Quelles étaient les modalités prévues par la loi ?
L’article 52 de la loi de financement de la sécurité sociale pour 2025 a instauré cette pénalité, avec des modalités globalement peu précises, beaucoup d’entre elles étant conditionnées à la publication ultérieure d’un décret.
Selon ce texte, les professionnels de santé concernés (établissements de santé, services de santé, centres de santé et professionnels de santé exerçant à titre libéral) pouvaient exiger le paiement d’une pénalité en cas de non-présentation du patient à une consultation ou en cas d’annulation sans respecter un délai raisonnable avant la date prévue.
Certaines conditions devaient être respectées pour réclamer la pénalité :
- Informer le patient lors de la prise de rendez‑vous que, en cas d’absence ou d’annulation tardive, une pénalité pouvait lui être appliquée, sauf motifs dérogatoires.

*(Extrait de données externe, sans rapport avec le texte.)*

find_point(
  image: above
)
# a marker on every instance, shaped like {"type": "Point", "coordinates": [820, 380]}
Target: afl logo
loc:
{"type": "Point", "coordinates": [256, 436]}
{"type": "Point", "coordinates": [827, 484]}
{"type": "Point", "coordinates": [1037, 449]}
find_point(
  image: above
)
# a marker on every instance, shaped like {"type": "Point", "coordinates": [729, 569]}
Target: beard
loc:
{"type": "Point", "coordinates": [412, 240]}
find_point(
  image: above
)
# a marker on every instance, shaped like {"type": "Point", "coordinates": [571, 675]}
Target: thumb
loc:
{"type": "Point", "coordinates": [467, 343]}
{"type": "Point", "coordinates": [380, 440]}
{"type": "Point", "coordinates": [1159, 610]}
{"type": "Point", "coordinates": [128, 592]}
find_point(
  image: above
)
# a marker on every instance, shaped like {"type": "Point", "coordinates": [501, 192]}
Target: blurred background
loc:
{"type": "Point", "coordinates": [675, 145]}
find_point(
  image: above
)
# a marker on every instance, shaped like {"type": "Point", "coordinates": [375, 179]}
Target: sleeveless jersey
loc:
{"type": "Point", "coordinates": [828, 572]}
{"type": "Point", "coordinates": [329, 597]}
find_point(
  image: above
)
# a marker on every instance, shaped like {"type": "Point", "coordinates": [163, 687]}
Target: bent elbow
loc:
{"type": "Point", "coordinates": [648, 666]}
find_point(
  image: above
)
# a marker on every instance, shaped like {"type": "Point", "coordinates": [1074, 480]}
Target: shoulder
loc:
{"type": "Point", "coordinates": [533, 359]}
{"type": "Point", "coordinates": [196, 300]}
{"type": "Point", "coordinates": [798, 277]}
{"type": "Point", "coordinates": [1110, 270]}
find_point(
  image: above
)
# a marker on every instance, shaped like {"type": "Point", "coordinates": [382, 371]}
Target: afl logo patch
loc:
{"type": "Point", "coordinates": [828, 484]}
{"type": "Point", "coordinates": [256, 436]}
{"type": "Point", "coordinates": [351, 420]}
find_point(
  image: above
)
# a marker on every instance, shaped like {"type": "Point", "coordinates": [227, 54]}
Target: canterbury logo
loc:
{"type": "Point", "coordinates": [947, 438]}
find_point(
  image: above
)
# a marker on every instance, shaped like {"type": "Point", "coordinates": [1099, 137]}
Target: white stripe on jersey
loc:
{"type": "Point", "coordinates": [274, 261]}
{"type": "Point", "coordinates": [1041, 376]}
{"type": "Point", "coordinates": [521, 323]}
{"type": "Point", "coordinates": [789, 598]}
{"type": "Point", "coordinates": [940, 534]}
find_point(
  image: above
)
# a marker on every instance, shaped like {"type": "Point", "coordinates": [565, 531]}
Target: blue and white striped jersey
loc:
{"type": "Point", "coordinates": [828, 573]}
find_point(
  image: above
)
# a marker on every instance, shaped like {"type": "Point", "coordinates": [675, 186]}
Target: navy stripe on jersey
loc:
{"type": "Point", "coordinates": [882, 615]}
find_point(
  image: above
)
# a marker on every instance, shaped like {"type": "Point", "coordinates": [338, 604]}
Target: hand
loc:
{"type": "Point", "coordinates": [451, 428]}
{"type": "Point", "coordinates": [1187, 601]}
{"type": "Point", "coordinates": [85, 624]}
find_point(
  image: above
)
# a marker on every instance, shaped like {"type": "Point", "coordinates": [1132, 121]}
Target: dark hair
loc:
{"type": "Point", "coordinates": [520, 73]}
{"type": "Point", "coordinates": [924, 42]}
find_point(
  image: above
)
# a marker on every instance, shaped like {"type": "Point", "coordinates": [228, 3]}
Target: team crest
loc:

- Rappeler au patient la date et l’horaire de la consultation au moins une fois avant la date de celle‑ci.
Aucune précision n’était apportée dans le texte sur :
- la notion de délai raisonnable,
- le montant de la pénalité,
- les modalités de recouvrement : le texte indiquait tout au plus la possibilité de subordonner la prise de rendez‑vous à une préautorisation bancaire permettant le paiement de la pénalité.
Ces points devaient être précisés ultérieurement par un décret.
Une mesure contestée
Le principe d’une telle pénalité a fait l’objet de vifs débats, avant même d’ailleurs son inscription dans la loi.
En effet, une telle sanction financière a été considérée par une partie de l’opinion publique et par certains partis politiques comme discriminatoire et pénalisante, surtout pour les patients les plus vulnérables.
C’est pourquoi le parti La France Insoumise a saisi le Conseil constitutionnel pour contester – entre autres – l’article 52 de la loi de financement de la Sécurité sociale.
Les députés à l’origine de la saisine visaient particulièrement le système de pré-autorisation bancaire, en amont du rendez-vous médical, qui risquait de pénaliser particulièrement les personnes précaires et celles ne disposant pas de carte bancaire.
Une mesure "retoquée", mais peut-être pas définitivement écartée
Dans sa décision du 28 février 2025, le Conseil constitutionnel considère que la pénalité prévue à l’article 52 de la loi de financement de la Sécurité sociale n’est pas conforme aux exigences de garantie de protection de la santé posées par la Constitution. En effet, le législateur n’a pas défini avec assez de précision la nature même de la pénalité, son montant et les conditions de sa mise en œuvre.
Cependant, le Conseil constitutionnel reconnaît que le fait de proposer un moyen de dissuader les comportements de patients qui n’honorent pas leurs rendez-vous médicaux poursuit bien un objectif d’intérêt général. Le principe même de la pénalité n’est donc pas contesté.
Dès lors, il est possible que la "taxe lapin" fasse son retour, dans un autre cadre législatif et avec davantage de précisions.